Dalam 1 Petrus 3:18 terdapat ungkapan “tetapi dibangkitkan menurut Roh”. Transkripsi Yunani ungkapan ini, zō(i)opoiētheis de pneumati, bisa juga diterjemahkan “dan dibangkitkan menurut kuasa pemberi kehidupan yang tak terlihat dari Allah”. Sehingga ayat 19 dan 20 dapat diterjemahkan secara parafrase: “dan di dalam kuasa pemberi kehidupan yang tak terlihat dari Allah itu juga Ia (Yesus) dalam “Eksistensi-Nya yang khas sebagai persona yang sadar dan berpikir” pergi memberitakan Injil kepada roh-roh (= eksistensi-eksistensi yang khas sebagai persona-persona) yang di dalam penjara, yaitu kepada roh-roh mereka (= eksistensi-eksistensi yang khas sebagai persona-persona) yang dahulu pada waktu Nuh tidak taat kepada Allah, ……”

Mengapa terjemahan dalam bentuk parafrase di atas ini dimungkinkan? Jawabannya ialah, demi pemahaman yang lebih baik atas teks 1 Petrus 3:18 – 20 yang menurut beberapa teolog/ penafsir, teks tersebut tergolong sukar, banyak menimbulkan diskusi dan tafsiran yang berbeda-beda. Terjemahan dalam bentuk parafrase yang saya lakukan atas teks ini tentu akan menimbulkan diskusi pula.
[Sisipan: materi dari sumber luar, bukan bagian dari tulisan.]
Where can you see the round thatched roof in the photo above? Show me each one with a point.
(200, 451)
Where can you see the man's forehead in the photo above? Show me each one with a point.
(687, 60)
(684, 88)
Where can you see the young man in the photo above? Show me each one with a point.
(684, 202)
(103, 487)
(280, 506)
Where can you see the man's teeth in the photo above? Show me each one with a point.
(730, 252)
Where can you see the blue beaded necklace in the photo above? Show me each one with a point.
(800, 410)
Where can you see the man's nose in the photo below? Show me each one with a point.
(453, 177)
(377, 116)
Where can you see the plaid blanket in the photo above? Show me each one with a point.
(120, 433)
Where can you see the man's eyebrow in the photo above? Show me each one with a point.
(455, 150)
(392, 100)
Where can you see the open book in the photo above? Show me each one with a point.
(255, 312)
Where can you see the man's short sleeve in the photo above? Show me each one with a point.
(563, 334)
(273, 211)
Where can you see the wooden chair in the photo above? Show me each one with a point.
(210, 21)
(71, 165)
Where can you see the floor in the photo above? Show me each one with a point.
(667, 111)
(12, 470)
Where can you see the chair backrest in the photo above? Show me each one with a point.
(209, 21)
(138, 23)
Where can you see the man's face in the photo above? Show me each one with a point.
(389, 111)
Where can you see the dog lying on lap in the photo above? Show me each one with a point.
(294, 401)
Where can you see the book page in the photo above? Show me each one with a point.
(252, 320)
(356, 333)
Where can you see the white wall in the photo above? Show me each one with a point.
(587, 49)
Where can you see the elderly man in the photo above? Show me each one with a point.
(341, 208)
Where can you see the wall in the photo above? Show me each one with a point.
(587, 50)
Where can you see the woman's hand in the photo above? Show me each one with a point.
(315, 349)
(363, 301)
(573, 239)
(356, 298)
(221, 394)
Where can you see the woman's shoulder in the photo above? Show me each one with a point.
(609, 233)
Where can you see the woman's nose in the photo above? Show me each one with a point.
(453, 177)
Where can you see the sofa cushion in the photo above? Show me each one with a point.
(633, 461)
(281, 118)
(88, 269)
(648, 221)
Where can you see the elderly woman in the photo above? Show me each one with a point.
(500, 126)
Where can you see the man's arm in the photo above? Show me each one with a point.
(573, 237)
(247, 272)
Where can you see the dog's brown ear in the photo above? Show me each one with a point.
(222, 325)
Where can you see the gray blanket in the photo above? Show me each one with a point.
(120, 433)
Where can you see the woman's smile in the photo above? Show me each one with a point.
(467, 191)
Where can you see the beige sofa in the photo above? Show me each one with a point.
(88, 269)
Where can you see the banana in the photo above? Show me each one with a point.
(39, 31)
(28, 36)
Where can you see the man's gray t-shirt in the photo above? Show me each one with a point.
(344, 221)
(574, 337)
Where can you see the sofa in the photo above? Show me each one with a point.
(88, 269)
Namun perlu diperhatikan bahwa transkripsi kata Yunani, pneuma, pneumatos, dalam teks ini tidak saja berarti “Roh” (dari Allah)”, melainkan “Roh (= kuasa pemberi kehidupan yang tak kelihatan), di samping pneuma, pneumatos yang juga berarti “jiwa”, “kehidupan yang batin”, dan “diri pribadi”, yang saya sebut “eksistensi yang khas sebagai persona yang sadar dan berpikir”. Berdasarkan tinjauan ini  maka saya dapat membuat beberapa catatan berupa kesimpulan sebagai berikut:

Kematian bukanlah akhir, dan hidup sesudah kematian bukanlah sebuah khayal. Pada saat kematian, “napas kehidupan” (nesyama) atau nyawa kembali kepada Allah, dan tubuh dikuburkan di dalam liang lahat. Namun, “ada suatu bentuk kehidupan yang khas, yang terus berlangsung setelah kematian’. Bentuk kehidupan yang khas ini tetap mempertahankan identitas personal, atau identitas kepribadian dan eksistensi yang sadar dan berpikir. Dalam tulisan ini saya sebut dengan istilah “the self”, yaitu “eksistensi yang khas sebagai persona yang sadar dan berpikir”.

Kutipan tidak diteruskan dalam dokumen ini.